4

I have an unordered_map storing large objects:

std::unordered_map<uint64_t, LargeObject> map;

LargeObject is an array of POD/there are no pointer members.

I am receiving a lot of LargeObjects, so I only want to insert them in the map if they don't already exist (there will be a lot of times they do already exist, as I am listening to multiple sources).

Performance matters, as I am receiving millions.

There seem to be several ways of doing this:

map[key] = largeObject;

or:

map.insert(std::make_pair<uint64_t, LargeObject>(key, largeObject);

or:

if(map.count(key) == 0)
{
    map[key] = largeObject;
}

or:

auto iter = map.find(key);
if(iter == map.end())
{
    map[key] = largeObject;
}

There maybe more I haven't included.

Which is the most efficient technique to insert when the map's value is a large object?

user997112
  • 29,025
  • 43
  • 182
  • 361
  • 1
    Try [this function](https://en.cppreference.com/w/cpp/container/unordered_map/emplace). It adds only if value not existed. Also it constructs object in place so move constructor will be used well. It is fastest way to insert. – Arty Feb 17 '21 at 17:54

2 Answers2

9

This is what try_emplace is for. The API is set up in such a way as to avoid constructing nodes, or even the value, unless it's strictly necessary. It comes form N4279.

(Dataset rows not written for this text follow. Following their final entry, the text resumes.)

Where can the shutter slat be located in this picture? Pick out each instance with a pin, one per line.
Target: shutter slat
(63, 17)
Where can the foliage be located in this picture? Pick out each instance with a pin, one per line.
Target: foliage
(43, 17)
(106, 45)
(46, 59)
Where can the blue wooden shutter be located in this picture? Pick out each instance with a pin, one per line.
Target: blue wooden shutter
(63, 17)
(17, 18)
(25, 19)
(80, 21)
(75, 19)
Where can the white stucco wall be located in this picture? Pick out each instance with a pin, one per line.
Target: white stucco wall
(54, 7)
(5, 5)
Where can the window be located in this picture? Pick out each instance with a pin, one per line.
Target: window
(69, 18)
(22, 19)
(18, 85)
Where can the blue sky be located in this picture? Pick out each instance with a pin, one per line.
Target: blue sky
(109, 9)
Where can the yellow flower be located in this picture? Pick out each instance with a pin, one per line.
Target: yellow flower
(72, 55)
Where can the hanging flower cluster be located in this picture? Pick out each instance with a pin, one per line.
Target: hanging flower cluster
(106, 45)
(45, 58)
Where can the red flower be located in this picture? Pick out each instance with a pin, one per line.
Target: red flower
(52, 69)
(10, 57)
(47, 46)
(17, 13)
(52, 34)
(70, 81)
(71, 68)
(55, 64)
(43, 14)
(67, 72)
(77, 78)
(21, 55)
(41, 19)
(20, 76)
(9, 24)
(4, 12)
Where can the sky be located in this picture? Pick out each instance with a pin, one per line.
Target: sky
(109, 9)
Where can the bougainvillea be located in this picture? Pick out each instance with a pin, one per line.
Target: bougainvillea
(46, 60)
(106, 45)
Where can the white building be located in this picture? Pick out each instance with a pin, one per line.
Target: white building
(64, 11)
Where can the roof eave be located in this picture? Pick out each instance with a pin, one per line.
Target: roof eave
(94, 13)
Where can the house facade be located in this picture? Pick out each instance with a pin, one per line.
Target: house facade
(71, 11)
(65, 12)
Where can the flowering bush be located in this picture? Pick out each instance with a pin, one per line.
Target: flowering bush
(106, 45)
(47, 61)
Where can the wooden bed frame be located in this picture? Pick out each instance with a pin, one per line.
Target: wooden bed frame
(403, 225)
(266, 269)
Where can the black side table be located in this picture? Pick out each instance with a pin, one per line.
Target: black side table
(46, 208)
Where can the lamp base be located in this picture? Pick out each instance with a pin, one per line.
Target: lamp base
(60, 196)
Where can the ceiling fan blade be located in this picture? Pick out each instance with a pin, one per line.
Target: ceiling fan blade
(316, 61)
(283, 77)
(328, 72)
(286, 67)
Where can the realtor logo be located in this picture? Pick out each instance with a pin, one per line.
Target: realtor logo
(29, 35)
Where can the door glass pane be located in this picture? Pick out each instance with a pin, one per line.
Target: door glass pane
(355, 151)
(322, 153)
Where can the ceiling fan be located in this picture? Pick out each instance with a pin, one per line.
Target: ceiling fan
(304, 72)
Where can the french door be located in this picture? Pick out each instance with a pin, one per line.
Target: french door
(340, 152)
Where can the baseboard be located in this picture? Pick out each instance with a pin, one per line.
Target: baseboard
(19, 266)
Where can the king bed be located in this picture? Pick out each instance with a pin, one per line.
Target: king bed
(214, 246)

In your case, that would be:

auto [it, success] = map.try_emplace(key, largeObject);

Each of the four options in the OP has issues:

  • map[key] = largeObject doesn't actually do what you're asking for, it would overwrite the existing item. And even if it wasn't there, it requires default construction and copy assignment.

  • The approaches with count and find both require two lookups.

  • map.insert(std::make_pair<uint64_t, LargeObject>(key, largeObject)); is a single lookup but requires constructing the large object, and the pair, unconditionally.

Not mentioned in the OP is another option: map.emplace(key, largeObject); This has the issue that it's actually under-specified whether or not the pair is created in the case that the key exists. It does on some implementations. The motivation for try_emplace was to properly specify the API so that the pair definitely does not get created if the key already exists.

Barry
  • 286,269
  • 29
  • 621
  • 977
1

If "Performance matters", and the map is large don't use std::unordered_map, since it is known to be quite slow; and you are barking up the wrong tree w.r.t. insertion.

Here's a by-now-old SO question suggesting several alternatives:

Super high performance C/C++ hash map (table, dictionary)

Of course, you will need to choose something that fits your workload best.

Additionally - if your objects are large, it is probably better to avoid a map structure templated over the actual large object - since that usually guarantees you will at least have to copy it when inserting into the map; and you don't want to have to copy large objects. Use some kind of reference type (e.g. a pointer, or some numeric index usable to get the address of the large object), and have your hasher dereference that.

einpoklum
  • 118,144
  • 57
  • 340
  • 684